Si iba a terminar con ella quería que fuera de frente, no permitiría que volvieran a dejarla sin darle al menos un par de palabras. Era un edificio céntrico y lujoso. Presionó el botón diez del elevador y esperó hasta llegar. Se encontró a una recepcionista.

—Busco al señor Randall.

—¿Randall qué?

—No lo sé, me dio esto.

Elena no sabía su apellido así que sacó la tarjeta negra que le había dado él y se la entregó a la mujer.

—El señor Ortiz se encuentra en una reunión, pero si gusta puede esperar. ¿Cuál es su nombre?

—Elena.

La mujer le dio una mirada atenta antes de ponerse de pie y caminar hacia una de las dos puertas que estaban a los lados de la recepción. Elena esperó de pie, no se iría hasta conseguir su cometido… o hasta que comenzara su jornada laboral, lo que ocurriera primero.

Cuando la recepcionista regresó venía acompañada de un hombre con traje. Risueño y simpático a la vista, pero fue por la forma y color de sus ojos que Elena supo de quien se trataba.

—Mi nombre es Tomas, mi hermano está ocupado, pero puedo acompañarte mientras tanto.

—Elena —se presentó extendiendo su brazo.

—He oído mucho de ti estos días —dijo él.

—Bien porque yo no he oído nada.

Y era cierto, Randall no le hablaba de su vida, no sabía que tenía un hermano, hasta hace poco había descubierto lo de su viudez y asumía que debía haber mucho más. Mucho más que él no había querido compartirle. Y Elena, por otro lado, lo había dejado entrar a cada rincón de su vida.
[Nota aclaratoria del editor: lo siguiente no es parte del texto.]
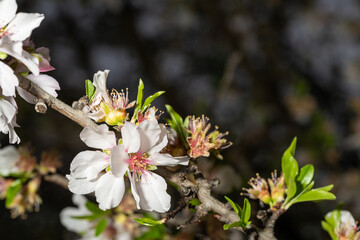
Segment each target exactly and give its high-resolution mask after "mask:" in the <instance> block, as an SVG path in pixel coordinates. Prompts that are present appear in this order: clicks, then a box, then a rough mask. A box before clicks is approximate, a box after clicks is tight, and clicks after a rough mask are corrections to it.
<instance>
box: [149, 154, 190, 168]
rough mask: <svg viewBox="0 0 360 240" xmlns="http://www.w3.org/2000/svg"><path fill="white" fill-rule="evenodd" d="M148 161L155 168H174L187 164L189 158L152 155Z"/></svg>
mask: <svg viewBox="0 0 360 240" xmlns="http://www.w3.org/2000/svg"><path fill="white" fill-rule="evenodd" d="M149 160H151V161H152V164H153V165H157V166H176V165H184V166H187V165H188V164H189V158H188V157H187V156H181V157H173V156H171V155H170V154H167V153H166V154H161V153H153V154H151V155H150V157H149Z"/></svg>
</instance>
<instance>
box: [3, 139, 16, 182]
mask: <svg viewBox="0 0 360 240" xmlns="http://www.w3.org/2000/svg"><path fill="white" fill-rule="evenodd" d="M19 159H20V153H19V152H18V150H17V149H16V148H15V147H14V146H12V145H9V146H6V147H4V148H2V149H0V175H2V176H8V175H9V174H10V173H16V172H18V171H19V169H18V167H17V166H16V163H17V162H18V161H19Z"/></svg>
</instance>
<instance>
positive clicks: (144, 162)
mask: <svg viewBox="0 0 360 240" xmlns="http://www.w3.org/2000/svg"><path fill="white" fill-rule="evenodd" d="M148 157H149V155H148V154H147V153H144V154H141V153H140V152H137V153H133V154H131V155H130V158H129V160H128V163H129V170H130V171H133V172H136V173H137V176H138V177H140V176H141V174H144V173H145V172H148V169H147V166H148V164H150V160H149V159H147V158H148Z"/></svg>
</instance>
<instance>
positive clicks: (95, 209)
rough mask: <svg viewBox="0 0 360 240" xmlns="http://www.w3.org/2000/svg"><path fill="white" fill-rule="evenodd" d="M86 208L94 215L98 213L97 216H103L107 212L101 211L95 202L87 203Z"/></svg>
mask: <svg viewBox="0 0 360 240" xmlns="http://www.w3.org/2000/svg"><path fill="white" fill-rule="evenodd" d="M85 206H86V208H87V209H88V210H89V211H90V212H93V213H96V214H103V213H105V211H103V210H101V209H100V208H99V207H98V206H97V205H96V204H95V203H93V202H89V201H88V202H86V204H85Z"/></svg>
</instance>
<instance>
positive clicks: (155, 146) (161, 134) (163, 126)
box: [147, 124, 168, 154]
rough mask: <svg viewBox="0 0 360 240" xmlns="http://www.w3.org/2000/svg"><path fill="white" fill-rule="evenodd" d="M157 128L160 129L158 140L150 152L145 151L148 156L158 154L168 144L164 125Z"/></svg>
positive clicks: (151, 149)
mask: <svg viewBox="0 0 360 240" xmlns="http://www.w3.org/2000/svg"><path fill="white" fill-rule="evenodd" d="M159 127H160V129H161V133H160V137H159V140H158V142H157V143H156V144H155V146H153V147H152V148H151V149H150V150H148V151H147V153H149V154H152V153H156V152H160V151H161V150H162V149H163V148H164V147H165V146H166V145H167V143H168V135H167V130H166V127H165V125H164V124H159Z"/></svg>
Tomas era más simpático que Randall y hacía reír a la gente de manera más sencilla con sus temas de conversación que usualmente iban de burlarse de políticos a hacer mofa de temas controversiales que en él no creaban discusión. Así que Elena estaba riéndose en la silla frente a su escritorio cuando apareció Randall en la oficina de su hermano.